James Coyne (Universtity of Pennsylvania), who has voiced criticisms of the Understanding Psychosis and Schizophrenia report, put these in some context. He said in the 1980s while working as Director of Research at the Mental Research Institute in Palo Alto he witnessed what he described as the ‘horrible’ Soteria project. He explained that participants in the project had acute psychosis and were given just low doses of medication. ‘It’s important because it informs my perspective a lot of what we’re hearing about dealing with people with severe mental disorder, we’ve been there, tried it and it didn’t work… Some horrible chaos ensued, horrible exploitation of some patients by other patients, and when it finally collapsed, we tried to revive the project not to continue with this way of dealing with patients but to make sense of what had happened. We applied for NIMH funding to do follow-ups. It was soundly rejected, the reason being all the clinical data on these patients was very experiential not categorical.’

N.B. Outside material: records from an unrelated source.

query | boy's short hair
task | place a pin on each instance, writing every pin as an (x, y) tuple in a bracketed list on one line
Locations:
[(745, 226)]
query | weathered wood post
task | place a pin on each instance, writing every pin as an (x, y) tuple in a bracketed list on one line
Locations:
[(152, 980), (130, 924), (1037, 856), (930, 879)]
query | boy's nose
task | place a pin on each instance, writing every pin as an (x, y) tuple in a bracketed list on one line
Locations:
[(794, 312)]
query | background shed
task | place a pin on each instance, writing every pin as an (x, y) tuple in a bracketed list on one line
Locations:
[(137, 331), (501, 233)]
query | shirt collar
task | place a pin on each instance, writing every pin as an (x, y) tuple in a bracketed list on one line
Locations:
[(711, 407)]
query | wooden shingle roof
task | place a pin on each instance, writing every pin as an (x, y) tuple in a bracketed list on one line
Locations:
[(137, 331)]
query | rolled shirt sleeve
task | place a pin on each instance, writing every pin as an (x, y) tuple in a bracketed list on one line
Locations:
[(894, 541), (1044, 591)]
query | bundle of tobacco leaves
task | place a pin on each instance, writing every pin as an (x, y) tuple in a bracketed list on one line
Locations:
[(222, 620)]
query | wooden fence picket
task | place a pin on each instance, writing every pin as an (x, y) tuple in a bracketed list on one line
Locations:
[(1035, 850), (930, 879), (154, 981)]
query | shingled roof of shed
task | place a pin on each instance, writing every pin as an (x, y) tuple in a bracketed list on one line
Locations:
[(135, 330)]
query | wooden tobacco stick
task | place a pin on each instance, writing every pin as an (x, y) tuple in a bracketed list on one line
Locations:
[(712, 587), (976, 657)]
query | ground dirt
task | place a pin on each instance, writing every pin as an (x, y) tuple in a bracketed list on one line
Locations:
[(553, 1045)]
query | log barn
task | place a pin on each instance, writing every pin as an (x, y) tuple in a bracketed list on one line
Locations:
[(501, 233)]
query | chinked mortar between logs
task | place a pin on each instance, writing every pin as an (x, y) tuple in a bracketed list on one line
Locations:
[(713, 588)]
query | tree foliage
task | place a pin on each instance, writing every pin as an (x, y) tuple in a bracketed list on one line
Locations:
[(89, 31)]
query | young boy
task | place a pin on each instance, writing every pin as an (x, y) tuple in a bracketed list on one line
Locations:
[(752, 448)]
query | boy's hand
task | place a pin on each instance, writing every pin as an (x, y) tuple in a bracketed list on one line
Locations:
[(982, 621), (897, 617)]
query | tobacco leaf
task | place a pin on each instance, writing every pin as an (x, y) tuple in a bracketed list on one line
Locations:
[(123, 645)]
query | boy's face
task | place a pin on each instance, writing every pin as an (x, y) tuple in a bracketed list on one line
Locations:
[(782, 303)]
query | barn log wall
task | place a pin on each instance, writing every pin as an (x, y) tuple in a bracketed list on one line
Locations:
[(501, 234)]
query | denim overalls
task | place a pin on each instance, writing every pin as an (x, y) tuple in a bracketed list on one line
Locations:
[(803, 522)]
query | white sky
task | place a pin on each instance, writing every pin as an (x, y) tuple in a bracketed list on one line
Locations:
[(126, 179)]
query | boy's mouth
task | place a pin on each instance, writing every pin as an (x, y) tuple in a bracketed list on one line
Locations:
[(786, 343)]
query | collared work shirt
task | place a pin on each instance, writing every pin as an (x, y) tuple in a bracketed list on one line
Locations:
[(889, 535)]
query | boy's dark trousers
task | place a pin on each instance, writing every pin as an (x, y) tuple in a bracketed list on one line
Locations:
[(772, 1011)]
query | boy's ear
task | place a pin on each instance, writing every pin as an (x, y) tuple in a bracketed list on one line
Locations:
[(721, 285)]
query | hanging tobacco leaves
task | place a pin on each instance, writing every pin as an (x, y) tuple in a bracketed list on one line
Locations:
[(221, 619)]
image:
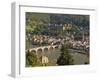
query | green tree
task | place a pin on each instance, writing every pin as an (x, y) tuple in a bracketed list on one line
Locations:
[(31, 59), (65, 57)]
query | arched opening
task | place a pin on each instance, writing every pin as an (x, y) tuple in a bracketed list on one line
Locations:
[(51, 48), (33, 51), (45, 50), (39, 50)]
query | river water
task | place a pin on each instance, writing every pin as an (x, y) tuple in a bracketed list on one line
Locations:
[(79, 58)]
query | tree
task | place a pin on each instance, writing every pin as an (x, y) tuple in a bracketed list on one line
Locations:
[(65, 57)]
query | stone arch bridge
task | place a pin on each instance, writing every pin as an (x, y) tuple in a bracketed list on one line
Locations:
[(43, 48)]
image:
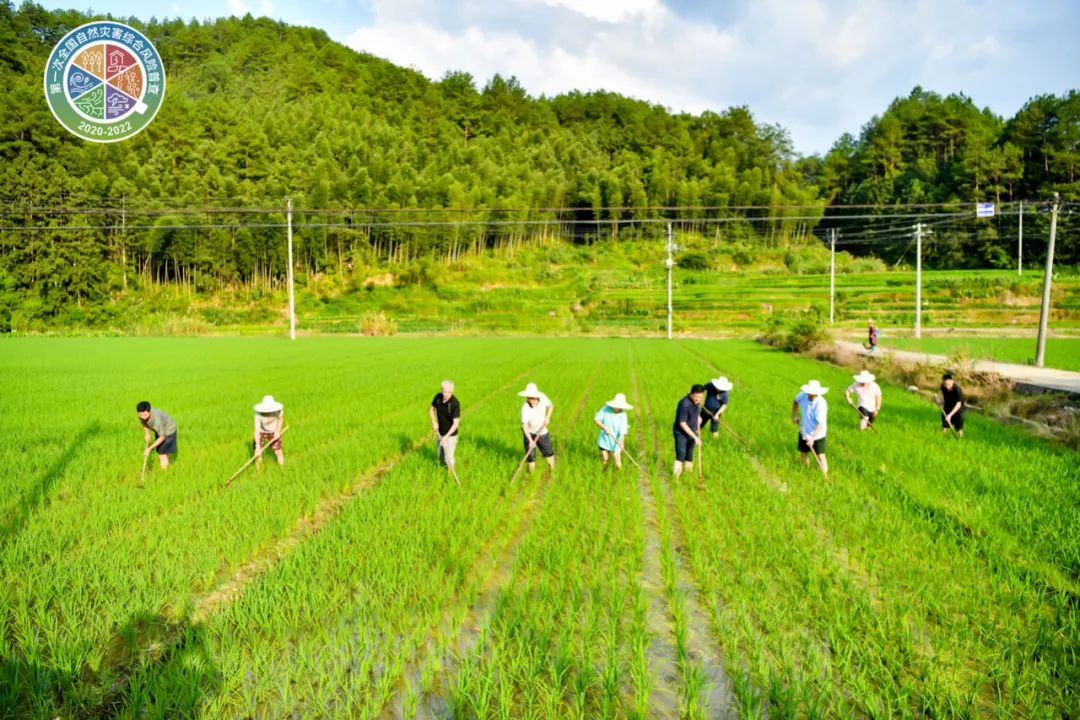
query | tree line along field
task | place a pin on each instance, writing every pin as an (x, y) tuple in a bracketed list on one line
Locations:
[(927, 576)]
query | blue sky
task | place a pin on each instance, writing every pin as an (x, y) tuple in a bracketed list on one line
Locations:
[(817, 67)]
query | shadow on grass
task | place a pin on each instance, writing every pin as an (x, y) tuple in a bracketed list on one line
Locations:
[(39, 491), (154, 667)]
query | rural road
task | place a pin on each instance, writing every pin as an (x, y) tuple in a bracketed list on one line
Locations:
[(1022, 375)]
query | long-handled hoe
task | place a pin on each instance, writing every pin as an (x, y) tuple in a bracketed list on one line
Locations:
[(449, 467), (255, 457)]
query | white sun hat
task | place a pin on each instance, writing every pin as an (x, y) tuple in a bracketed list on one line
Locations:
[(269, 405), (530, 391), (813, 388), (721, 383)]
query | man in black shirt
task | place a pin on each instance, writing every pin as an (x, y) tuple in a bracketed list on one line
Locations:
[(687, 429), (952, 406), (445, 413)]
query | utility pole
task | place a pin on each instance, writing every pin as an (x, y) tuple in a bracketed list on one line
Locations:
[(832, 273), (918, 280), (1040, 352), (292, 297), (1020, 242), (670, 263)]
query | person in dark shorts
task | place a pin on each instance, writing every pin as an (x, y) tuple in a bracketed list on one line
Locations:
[(687, 429), (716, 403), (269, 423), (445, 412), (536, 416), (810, 412), (952, 405), (164, 432)]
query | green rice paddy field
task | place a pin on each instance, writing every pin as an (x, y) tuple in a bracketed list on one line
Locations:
[(927, 576)]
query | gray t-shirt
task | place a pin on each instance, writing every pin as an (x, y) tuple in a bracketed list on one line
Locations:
[(161, 422)]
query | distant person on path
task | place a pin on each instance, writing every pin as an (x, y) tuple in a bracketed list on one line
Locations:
[(613, 425), (868, 394), (952, 405), (536, 417), (716, 403), (269, 423), (687, 429), (810, 412), (445, 412), (872, 337), (164, 432)]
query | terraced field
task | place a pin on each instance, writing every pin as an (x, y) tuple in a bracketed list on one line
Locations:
[(925, 576)]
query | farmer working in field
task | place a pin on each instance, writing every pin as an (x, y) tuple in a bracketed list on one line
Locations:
[(810, 412), (868, 395), (613, 428), (687, 429), (445, 412), (164, 432), (952, 406), (716, 403), (536, 416), (269, 423)]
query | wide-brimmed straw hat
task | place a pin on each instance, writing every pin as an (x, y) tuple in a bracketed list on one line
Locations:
[(269, 405), (530, 391), (721, 383)]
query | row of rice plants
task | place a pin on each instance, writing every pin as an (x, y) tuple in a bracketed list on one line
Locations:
[(79, 587), (910, 609)]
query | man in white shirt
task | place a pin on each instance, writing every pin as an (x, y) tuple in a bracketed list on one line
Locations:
[(810, 412), (868, 395), (536, 416)]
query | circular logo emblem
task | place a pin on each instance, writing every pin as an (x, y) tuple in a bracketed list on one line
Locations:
[(105, 81)]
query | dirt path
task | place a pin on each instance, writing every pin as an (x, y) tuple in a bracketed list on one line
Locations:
[(1042, 378), (462, 632), (717, 696)]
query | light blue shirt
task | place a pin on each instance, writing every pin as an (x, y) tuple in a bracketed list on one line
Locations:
[(616, 423), (812, 413)]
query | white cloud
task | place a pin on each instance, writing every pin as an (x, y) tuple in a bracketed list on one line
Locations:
[(818, 67)]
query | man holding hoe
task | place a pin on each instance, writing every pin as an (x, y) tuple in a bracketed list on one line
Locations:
[(716, 403), (164, 433), (810, 412), (536, 416), (445, 412), (687, 429), (613, 429), (868, 394)]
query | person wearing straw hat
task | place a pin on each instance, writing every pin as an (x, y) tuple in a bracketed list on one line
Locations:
[(868, 394), (269, 422), (536, 417), (445, 412), (716, 403), (687, 429), (810, 412), (164, 433), (613, 428)]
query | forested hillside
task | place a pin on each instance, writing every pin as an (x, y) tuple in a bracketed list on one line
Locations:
[(257, 111)]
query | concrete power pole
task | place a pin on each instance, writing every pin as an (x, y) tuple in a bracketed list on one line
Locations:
[(1048, 279)]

Coyne said this experience told him there was a necessity for precision of observation as well as categorisation. He also raised concerns that quotes in the DCP report were not from psychotic patients, adding ‘I think studies that simply involve checklist assessments of anomalous experience really don’t add to our understanding.’ He concluded: ‘I think the UK is committed to studies that are next-to worthless in looking at the effectiveness of cognitive behavioural therapy. They’re committed to studies that make comparisons of routine care that’s not adequately quantified or standardised. And I think, deliberately, the people who are doing CBT research avoid comparisons with minimal active treatment conditions like befriending.’

The final discussion involved several people with personal experience of psychosis / schizophrenia, and Professor Salkovskis told The Psychologist later that what he took from it, and from the day as a whole, was that there was ‘more agreement than disagreement, and a consensus to do better.’ So in sum, a day with plenty of light and perhaps a thawing of relations between various parties in the debate, but heat is likely to remain around this important and controversial topic.